Kepala Penelitian Makroekonomi dan Finansial LPEM UI Febrio Kacaribu, dalam Seri Analisis Makroekonomi Mei 2019, memperkirakan, sentimen ini masih akan terus berlanjut dan menekan kinerja pasar domestik. "Hal ini telah meningkatkan sentimen negatif terhadap rupiah, menyebabkan
flight-to-safety di pasar obligasi dan saham," ujar Febrio dalam laporannya yang diterima Kontan.co.id, Kamis (16/5).

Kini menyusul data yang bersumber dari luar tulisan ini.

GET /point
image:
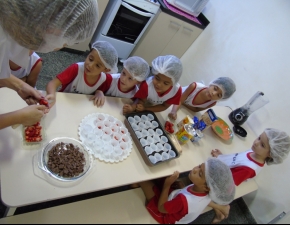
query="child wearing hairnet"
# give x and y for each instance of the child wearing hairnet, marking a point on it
(211, 181)
(160, 91)
(31, 73)
(198, 97)
(125, 85)
(271, 147)
(89, 77)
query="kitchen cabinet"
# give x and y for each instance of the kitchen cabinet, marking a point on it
(168, 35)
(84, 46)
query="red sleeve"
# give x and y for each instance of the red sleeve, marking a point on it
(39, 60)
(176, 98)
(68, 75)
(211, 105)
(104, 87)
(142, 93)
(242, 173)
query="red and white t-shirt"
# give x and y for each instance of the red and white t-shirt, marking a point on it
(182, 206)
(22, 72)
(243, 167)
(147, 91)
(191, 97)
(115, 90)
(73, 80)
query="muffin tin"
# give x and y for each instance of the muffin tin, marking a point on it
(150, 138)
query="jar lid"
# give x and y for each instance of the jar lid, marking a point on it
(240, 131)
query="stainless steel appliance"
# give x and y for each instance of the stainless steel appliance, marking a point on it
(240, 115)
(192, 7)
(124, 22)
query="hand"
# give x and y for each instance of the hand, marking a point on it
(29, 94)
(172, 115)
(171, 179)
(98, 99)
(127, 109)
(140, 107)
(216, 153)
(32, 114)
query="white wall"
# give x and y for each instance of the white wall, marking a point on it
(249, 41)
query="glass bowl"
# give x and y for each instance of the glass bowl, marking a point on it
(87, 162)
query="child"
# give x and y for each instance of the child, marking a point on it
(30, 74)
(125, 85)
(271, 147)
(161, 90)
(87, 77)
(211, 180)
(198, 97)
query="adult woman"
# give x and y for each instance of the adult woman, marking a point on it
(41, 26)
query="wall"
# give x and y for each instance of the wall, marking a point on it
(249, 42)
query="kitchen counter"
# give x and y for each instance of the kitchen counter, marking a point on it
(201, 18)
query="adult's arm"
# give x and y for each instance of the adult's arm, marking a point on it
(24, 90)
(26, 116)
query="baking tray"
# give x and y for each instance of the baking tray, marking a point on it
(137, 140)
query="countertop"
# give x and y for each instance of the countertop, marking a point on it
(202, 19)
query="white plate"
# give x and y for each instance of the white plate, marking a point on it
(90, 121)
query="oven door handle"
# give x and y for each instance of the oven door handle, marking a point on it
(136, 10)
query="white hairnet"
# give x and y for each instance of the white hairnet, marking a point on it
(168, 65)
(226, 84)
(220, 180)
(279, 142)
(108, 54)
(46, 25)
(137, 67)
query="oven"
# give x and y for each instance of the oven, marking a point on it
(123, 24)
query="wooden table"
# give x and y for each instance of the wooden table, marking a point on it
(21, 184)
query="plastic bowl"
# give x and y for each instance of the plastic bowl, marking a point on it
(44, 157)
(222, 129)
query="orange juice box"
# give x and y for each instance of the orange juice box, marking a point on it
(185, 120)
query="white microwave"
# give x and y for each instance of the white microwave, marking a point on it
(192, 7)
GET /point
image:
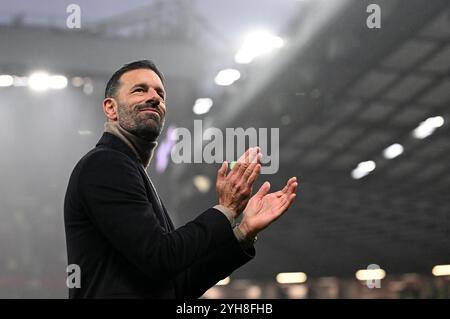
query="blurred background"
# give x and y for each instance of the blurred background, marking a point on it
(363, 115)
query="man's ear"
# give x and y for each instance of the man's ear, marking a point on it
(110, 108)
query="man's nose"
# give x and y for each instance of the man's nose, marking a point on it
(153, 97)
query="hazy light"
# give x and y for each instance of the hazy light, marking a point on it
(77, 81)
(256, 44)
(202, 106)
(441, 270)
(291, 277)
(427, 127)
(6, 80)
(203, 183)
(227, 77)
(39, 81)
(370, 274)
(20, 81)
(363, 169)
(57, 82)
(88, 88)
(84, 132)
(393, 151)
(224, 282)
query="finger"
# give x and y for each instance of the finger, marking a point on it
(290, 181)
(249, 170)
(221, 173)
(292, 188)
(255, 174)
(235, 170)
(245, 157)
(263, 190)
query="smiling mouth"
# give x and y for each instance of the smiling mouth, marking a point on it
(151, 111)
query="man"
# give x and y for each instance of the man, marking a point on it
(117, 229)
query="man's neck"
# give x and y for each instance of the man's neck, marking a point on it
(142, 148)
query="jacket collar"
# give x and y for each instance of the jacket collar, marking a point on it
(111, 141)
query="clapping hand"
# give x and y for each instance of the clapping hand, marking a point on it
(264, 208)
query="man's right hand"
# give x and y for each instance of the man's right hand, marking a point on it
(235, 188)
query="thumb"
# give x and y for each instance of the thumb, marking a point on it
(263, 190)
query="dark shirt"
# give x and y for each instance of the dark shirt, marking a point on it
(119, 233)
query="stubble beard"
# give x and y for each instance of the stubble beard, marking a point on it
(147, 126)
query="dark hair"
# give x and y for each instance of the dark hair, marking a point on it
(114, 82)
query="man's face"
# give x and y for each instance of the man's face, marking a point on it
(141, 103)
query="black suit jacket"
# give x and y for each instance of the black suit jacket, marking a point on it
(119, 233)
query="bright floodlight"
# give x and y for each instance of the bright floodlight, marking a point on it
(256, 44)
(39, 81)
(291, 277)
(363, 169)
(57, 82)
(393, 151)
(227, 77)
(427, 127)
(441, 270)
(6, 80)
(202, 106)
(370, 274)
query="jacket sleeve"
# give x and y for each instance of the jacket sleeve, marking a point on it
(213, 267)
(114, 194)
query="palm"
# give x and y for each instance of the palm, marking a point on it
(263, 208)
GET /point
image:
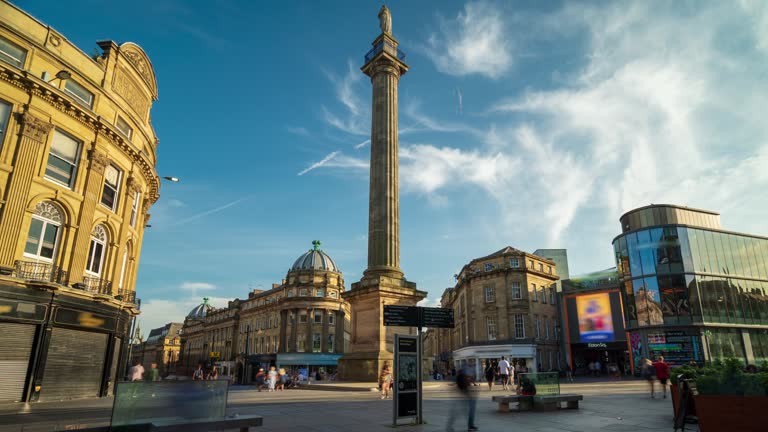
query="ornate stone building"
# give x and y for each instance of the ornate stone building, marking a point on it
(505, 304)
(77, 177)
(300, 322)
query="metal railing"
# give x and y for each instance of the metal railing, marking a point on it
(95, 285)
(39, 271)
(384, 46)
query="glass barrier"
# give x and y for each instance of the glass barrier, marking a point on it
(140, 402)
(539, 384)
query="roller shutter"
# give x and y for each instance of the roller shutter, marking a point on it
(15, 347)
(74, 366)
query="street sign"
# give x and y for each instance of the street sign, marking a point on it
(405, 316)
(437, 317)
(407, 392)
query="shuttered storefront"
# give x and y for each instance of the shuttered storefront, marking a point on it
(15, 347)
(74, 366)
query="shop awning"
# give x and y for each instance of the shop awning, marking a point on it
(312, 359)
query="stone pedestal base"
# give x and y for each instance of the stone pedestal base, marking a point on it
(372, 343)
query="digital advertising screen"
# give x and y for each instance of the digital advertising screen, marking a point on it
(595, 322)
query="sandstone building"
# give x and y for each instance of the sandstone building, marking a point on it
(77, 178)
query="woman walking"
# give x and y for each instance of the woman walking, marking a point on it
(385, 380)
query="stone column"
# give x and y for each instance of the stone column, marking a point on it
(32, 139)
(92, 193)
(283, 330)
(294, 331)
(324, 333)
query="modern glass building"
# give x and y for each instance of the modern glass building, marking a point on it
(690, 290)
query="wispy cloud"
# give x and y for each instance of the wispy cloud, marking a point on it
(209, 212)
(194, 286)
(319, 163)
(475, 42)
(300, 131)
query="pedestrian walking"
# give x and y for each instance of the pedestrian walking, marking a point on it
(467, 399)
(490, 374)
(137, 372)
(153, 374)
(504, 368)
(385, 380)
(649, 373)
(198, 374)
(662, 373)
(272, 378)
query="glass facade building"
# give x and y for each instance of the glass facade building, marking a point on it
(690, 290)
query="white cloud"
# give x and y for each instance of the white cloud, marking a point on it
(194, 286)
(475, 42)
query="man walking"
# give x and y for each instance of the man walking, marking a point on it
(464, 382)
(504, 368)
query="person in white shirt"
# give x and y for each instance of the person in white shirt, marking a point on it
(504, 368)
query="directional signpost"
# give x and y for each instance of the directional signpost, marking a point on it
(408, 350)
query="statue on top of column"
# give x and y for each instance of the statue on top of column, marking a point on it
(385, 20)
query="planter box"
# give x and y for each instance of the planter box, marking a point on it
(731, 413)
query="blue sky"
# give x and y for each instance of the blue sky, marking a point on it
(530, 124)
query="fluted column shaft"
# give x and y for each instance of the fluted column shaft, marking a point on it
(384, 203)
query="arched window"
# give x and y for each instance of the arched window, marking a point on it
(44, 232)
(96, 251)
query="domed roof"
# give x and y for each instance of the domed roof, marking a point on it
(200, 311)
(315, 259)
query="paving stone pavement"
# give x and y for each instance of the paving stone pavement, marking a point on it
(609, 406)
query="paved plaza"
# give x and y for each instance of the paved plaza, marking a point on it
(622, 406)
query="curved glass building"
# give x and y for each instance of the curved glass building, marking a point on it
(691, 290)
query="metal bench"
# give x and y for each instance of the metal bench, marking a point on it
(548, 402)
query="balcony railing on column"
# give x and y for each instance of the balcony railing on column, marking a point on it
(95, 285)
(39, 271)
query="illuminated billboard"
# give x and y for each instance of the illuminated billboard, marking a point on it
(594, 312)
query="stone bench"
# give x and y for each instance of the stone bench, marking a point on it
(527, 403)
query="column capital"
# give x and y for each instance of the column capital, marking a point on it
(34, 128)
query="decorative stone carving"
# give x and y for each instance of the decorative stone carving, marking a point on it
(49, 210)
(34, 128)
(385, 20)
(99, 161)
(124, 86)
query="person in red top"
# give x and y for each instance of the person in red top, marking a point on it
(662, 373)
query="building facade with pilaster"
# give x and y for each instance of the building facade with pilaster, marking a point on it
(77, 178)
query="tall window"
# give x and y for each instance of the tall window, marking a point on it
(43, 233)
(135, 210)
(5, 115)
(63, 159)
(79, 92)
(490, 325)
(519, 326)
(490, 294)
(12, 53)
(111, 187)
(124, 127)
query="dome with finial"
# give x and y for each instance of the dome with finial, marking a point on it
(315, 259)
(200, 311)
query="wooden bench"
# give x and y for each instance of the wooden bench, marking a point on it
(527, 403)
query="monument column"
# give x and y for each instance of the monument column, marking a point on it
(383, 282)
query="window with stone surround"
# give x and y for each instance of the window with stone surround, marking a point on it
(490, 326)
(490, 294)
(519, 326)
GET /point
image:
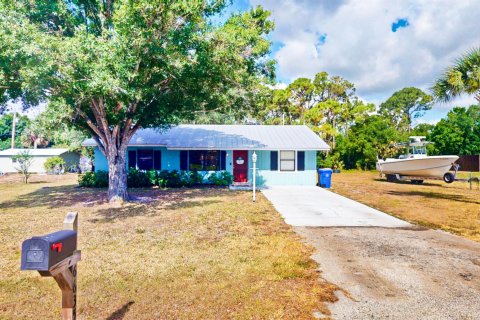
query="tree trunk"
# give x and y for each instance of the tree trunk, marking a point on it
(117, 174)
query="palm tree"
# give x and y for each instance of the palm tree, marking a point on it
(462, 77)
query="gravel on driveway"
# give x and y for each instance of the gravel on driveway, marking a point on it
(409, 273)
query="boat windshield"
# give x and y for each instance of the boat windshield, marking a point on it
(418, 150)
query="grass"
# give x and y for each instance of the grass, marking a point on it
(450, 207)
(171, 254)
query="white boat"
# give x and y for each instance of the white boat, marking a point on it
(417, 163)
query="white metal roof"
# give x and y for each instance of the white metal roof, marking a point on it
(228, 137)
(34, 152)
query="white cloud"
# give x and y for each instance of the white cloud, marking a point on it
(361, 46)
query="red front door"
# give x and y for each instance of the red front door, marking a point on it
(240, 166)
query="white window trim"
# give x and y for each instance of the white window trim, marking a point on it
(278, 161)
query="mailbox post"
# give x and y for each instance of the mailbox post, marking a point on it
(254, 176)
(56, 255)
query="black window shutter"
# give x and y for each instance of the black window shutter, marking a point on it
(157, 159)
(132, 159)
(301, 161)
(273, 160)
(184, 160)
(223, 160)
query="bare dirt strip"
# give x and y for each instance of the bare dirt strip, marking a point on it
(398, 273)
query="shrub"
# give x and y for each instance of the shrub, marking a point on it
(191, 178)
(54, 164)
(97, 179)
(154, 177)
(174, 179)
(138, 179)
(222, 178)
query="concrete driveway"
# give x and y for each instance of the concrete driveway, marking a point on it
(317, 207)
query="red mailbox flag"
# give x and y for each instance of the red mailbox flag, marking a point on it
(57, 246)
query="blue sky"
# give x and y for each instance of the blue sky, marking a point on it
(381, 46)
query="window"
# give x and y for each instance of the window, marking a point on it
(157, 160)
(132, 159)
(273, 160)
(301, 161)
(204, 160)
(145, 159)
(183, 160)
(287, 160)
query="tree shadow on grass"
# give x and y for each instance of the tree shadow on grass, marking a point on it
(58, 196)
(145, 201)
(434, 195)
(407, 182)
(120, 313)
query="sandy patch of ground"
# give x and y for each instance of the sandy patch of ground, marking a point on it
(399, 273)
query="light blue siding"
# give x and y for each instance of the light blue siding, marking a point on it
(265, 177)
(101, 163)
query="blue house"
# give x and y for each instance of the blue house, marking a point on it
(286, 155)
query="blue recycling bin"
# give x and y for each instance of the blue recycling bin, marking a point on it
(325, 177)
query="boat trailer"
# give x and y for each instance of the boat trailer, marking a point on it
(448, 177)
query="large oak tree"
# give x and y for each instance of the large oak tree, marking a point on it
(115, 66)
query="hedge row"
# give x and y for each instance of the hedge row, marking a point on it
(163, 179)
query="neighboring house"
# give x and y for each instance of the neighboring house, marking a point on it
(8, 163)
(286, 155)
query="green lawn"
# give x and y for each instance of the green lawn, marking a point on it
(172, 254)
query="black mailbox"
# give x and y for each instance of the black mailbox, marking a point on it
(41, 253)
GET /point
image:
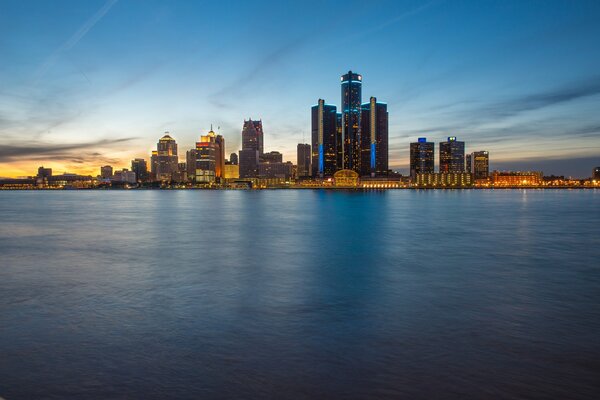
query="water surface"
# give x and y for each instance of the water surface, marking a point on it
(300, 294)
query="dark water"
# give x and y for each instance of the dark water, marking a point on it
(300, 294)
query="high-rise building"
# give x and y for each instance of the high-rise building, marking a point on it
(106, 172)
(422, 157)
(452, 155)
(271, 157)
(252, 136)
(374, 138)
(140, 167)
(303, 160)
(479, 164)
(351, 126)
(248, 167)
(324, 143)
(210, 158)
(166, 158)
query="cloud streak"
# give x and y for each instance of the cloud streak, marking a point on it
(74, 39)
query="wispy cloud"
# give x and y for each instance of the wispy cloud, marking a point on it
(74, 39)
(37, 151)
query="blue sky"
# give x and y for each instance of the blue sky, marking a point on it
(87, 83)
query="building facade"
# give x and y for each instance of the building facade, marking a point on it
(324, 139)
(452, 156)
(374, 138)
(303, 160)
(422, 157)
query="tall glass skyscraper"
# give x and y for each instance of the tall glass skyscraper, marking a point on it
(351, 127)
(324, 139)
(374, 138)
(452, 155)
(422, 157)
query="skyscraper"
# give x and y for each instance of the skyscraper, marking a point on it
(303, 160)
(422, 157)
(324, 132)
(140, 167)
(166, 158)
(480, 165)
(452, 155)
(374, 138)
(210, 161)
(252, 136)
(351, 126)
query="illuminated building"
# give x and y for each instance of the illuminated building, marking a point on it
(232, 171)
(275, 170)
(106, 172)
(210, 161)
(346, 178)
(374, 138)
(166, 158)
(351, 125)
(422, 157)
(303, 160)
(452, 155)
(443, 180)
(248, 163)
(252, 136)
(479, 164)
(140, 167)
(324, 133)
(44, 172)
(271, 157)
(516, 178)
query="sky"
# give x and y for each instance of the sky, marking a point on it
(96, 82)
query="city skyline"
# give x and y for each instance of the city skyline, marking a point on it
(77, 96)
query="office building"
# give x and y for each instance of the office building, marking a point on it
(210, 161)
(351, 125)
(303, 160)
(165, 160)
(324, 145)
(252, 136)
(452, 156)
(374, 138)
(140, 168)
(422, 157)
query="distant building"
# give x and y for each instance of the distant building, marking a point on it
(374, 138)
(517, 178)
(303, 157)
(479, 164)
(276, 170)
(140, 167)
(271, 157)
(124, 175)
(422, 157)
(324, 139)
(452, 156)
(232, 171)
(351, 124)
(248, 165)
(210, 161)
(253, 136)
(443, 180)
(166, 158)
(44, 172)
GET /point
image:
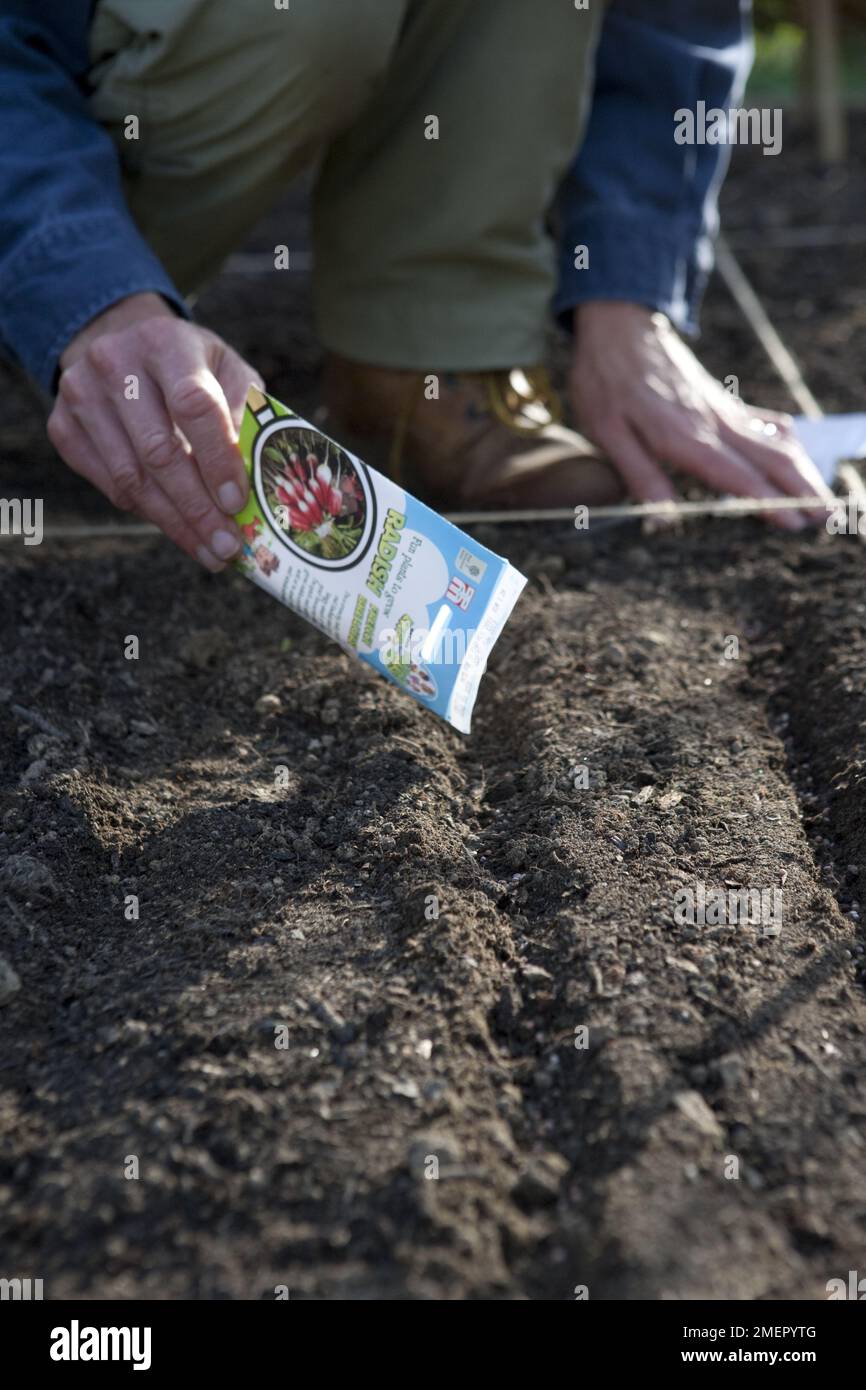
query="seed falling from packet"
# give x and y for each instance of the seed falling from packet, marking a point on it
(367, 563)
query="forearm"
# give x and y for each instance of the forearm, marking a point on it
(68, 248)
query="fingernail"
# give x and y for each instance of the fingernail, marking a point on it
(231, 498)
(209, 560)
(224, 544)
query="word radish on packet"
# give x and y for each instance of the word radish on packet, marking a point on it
(367, 563)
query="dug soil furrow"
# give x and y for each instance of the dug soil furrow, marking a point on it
(410, 1015)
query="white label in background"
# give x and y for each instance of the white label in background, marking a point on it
(831, 439)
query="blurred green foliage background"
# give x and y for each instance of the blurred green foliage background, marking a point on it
(781, 49)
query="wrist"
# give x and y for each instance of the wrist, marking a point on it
(113, 320)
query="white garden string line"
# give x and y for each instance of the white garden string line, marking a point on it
(779, 355)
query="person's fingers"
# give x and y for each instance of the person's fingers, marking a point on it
(779, 458)
(724, 469)
(150, 503)
(198, 406)
(167, 462)
(635, 464)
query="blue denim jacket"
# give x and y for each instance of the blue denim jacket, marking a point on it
(641, 203)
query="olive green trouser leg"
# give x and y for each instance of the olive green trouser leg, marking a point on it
(428, 252)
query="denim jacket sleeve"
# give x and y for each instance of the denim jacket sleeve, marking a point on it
(68, 246)
(642, 205)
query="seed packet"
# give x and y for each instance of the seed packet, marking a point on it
(367, 563)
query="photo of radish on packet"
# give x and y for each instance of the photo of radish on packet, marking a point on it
(367, 563)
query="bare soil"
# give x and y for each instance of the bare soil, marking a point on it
(709, 1140)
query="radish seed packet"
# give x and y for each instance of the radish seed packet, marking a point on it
(367, 563)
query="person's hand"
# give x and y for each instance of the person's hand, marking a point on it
(644, 398)
(149, 409)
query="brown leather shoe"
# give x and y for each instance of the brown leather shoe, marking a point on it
(489, 441)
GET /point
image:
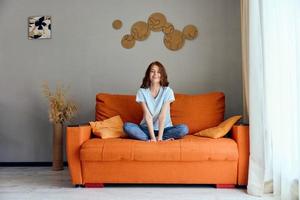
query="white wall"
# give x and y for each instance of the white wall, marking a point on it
(85, 53)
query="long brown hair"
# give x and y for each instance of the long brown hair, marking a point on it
(163, 75)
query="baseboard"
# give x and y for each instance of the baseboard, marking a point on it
(28, 164)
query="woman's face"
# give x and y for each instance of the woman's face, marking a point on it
(154, 74)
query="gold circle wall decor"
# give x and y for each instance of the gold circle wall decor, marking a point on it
(117, 24)
(174, 41)
(190, 32)
(168, 28)
(157, 21)
(173, 38)
(140, 30)
(128, 41)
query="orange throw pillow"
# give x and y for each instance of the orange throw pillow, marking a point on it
(109, 128)
(220, 130)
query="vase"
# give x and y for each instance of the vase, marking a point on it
(57, 145)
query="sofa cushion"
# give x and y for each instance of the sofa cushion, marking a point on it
(109, 128)
(198, 112)
(190, 148)
(220, 130)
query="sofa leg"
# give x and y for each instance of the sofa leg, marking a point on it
(78, 185)
(94, 185)
(225, 186)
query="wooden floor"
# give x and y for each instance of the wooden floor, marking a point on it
(43, 183)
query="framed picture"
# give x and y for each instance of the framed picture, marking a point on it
(39, 27)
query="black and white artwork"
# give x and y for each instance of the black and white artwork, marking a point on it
(39, 27)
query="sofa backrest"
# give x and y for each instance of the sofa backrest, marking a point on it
(198, 112)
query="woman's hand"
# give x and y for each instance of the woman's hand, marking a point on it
(159, 139)
(152, 140)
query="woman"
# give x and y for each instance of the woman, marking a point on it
(155, 97)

Flight-to-safety merupakan fenomena di mana para investor menghindari aset berisiko, termasuk rupiah. Lantas, investor memindahkan kembali aset investasinya pada instrumen yang lebih aman dan hal ini memicu lebih banyak aliran keluar pada investasi portofolio di dalam negeri. Febrio mencatat,
net outflow yang terjadi pada portofolio mencapai US$ 1 miliar dalam empat pekan terakhir. "Ini mendorong peningkatan imbal hasil (SUN) tenor 10 tahun dan 1 tahun menjadi masing-masing sebesar 8,22% dan 6,66%," lanjutnya. Belum lagi, sentimen dari dalam negeri tak begitu mendukung. Pertumbuhan ekonomi Indonesia kuartal I-2019 lebih lambat dari yang diharapkan yaitu hanya 5,07%
year-on-year (yoy). Pertumbuhan ekonomi melambat lantaran melambatnya investasi dan pelemahan harga global beberapa komoditas utama seperti minyak dan batubara. Sementara, angka defisit transaksi berjalan tercatat pada level 2,6% terhadap PDB di kuartal I-2019, lebih rendah dibandingkan dengan 3,6% di kuartal IV-2018. Ini didorong oleh neraca perdagangan yang tercatat surplus secara berturut-turut pada Februari dan Maret lalu. Namun, pasar kembali terpukul akibat defisit neraca perdagangan bulan April melonjak menjadi US$ 2,5 miliar. "Ini mengingatkan kita bahwa mencapai defisit transaksi berjalan di bawah 3% dari PDB masih akan cukup berat untuk 2019," kata Febrio.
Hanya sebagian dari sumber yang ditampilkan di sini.